The estimated fair value assigned to loans significantly affected the determination of the implied fair value of First Bank’s goodwill at December 31, 2011 and 2010. The implied fair value of a reporting unit’s goodwill will generally increase if the estimated fair value of the reporting unit’s loans is less than the carrying value of the reporting unit’s loans. The estimated fair value of the reporting unit’s loans was derived from discounted cash flow analyses. Loans were grouped into loan pools based on similar characteristics such as maturity, payment type and payment frequency, and rate type and underlying index. These cash flow calculations include assumptions for prepayment estimates over the loan’s remaining life, considerations for the current interest rate environment compared to the weighted average rate of the loan portfolio, a credit risk component based on the historical and expected performance of each loan portfolio stratum and a liquidity adjustment related to the current market environment. To the extent any of these assumptions change in the future, the implied fair value of the reporting unit’s goodwill could change materially. A decrease in the discount rate utilized in deriving the estimated fair value of the reporting unit’s loans would decrease the implied fair value of goodwill.
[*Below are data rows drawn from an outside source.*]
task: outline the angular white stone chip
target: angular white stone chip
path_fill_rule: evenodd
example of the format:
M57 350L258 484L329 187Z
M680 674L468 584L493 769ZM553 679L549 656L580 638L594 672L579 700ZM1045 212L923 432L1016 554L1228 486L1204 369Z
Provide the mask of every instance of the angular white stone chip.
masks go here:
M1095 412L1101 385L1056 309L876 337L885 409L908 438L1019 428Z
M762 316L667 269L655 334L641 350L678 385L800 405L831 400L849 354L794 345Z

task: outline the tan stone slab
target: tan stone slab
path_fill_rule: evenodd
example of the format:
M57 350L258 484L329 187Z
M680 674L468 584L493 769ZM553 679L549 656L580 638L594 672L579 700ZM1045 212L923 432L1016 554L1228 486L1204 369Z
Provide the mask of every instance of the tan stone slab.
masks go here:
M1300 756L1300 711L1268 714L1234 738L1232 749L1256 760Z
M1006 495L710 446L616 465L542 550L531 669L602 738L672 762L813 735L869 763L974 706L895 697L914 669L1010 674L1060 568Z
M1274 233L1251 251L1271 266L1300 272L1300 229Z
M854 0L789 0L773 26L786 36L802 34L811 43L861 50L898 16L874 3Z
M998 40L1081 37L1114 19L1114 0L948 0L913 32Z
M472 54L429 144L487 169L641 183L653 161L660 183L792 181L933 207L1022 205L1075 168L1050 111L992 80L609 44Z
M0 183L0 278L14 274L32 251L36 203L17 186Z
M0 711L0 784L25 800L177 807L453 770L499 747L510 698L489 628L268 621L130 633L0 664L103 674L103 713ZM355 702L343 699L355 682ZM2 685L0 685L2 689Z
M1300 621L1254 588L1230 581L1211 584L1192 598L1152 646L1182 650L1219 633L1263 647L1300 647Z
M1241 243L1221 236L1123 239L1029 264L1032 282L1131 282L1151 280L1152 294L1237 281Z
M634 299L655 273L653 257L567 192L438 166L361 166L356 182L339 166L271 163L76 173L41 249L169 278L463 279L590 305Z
The estimated fair value assigned to the core deposit intangible, or First Bank’s deposit base, also significantly affected the determination of the implied fair value of First Bank’s goodwill at December 31, 2011 and 2010. The implied fair value of a reporting unit’s goodwill will generally decrease by the estimated fair value assigned to the reporting unit’s core deposit intangible. The estimated fair value of the core deposit intangible was derived from discounted cash flow analyses with considerations for estimated deposit runoff, cost of the deposit base, interest costs, net maintenance costs and the cost of alternative funds. The resulting estimate of the fair value of the core deposit intangible represents the present value of the difference in cash flows between maintaining the existing deposits and obtaining alternative funds over the life of the deposit base. To the extent any of these assumptions used to determine the estimated fair value of the core deposit intangible change in the future, the implied fair value of the reporting unit’s goodwill could change materially.

Due to the current economic environment and the uncertainties regarding the impact on First Bank, there can be no assurance that the Company’s estimates and assumptions made for the purposes of the goodwill impairment testing will prove to be accurate predictions in the future. Adverse changes in the economic environment, First Bank’s operations, or other factors could result in a decline in the implied fair value of First Bank, which could result in the recognition of future goodwill impairment that may materially affect the carrying value of First Bank’s assets and its related operating results.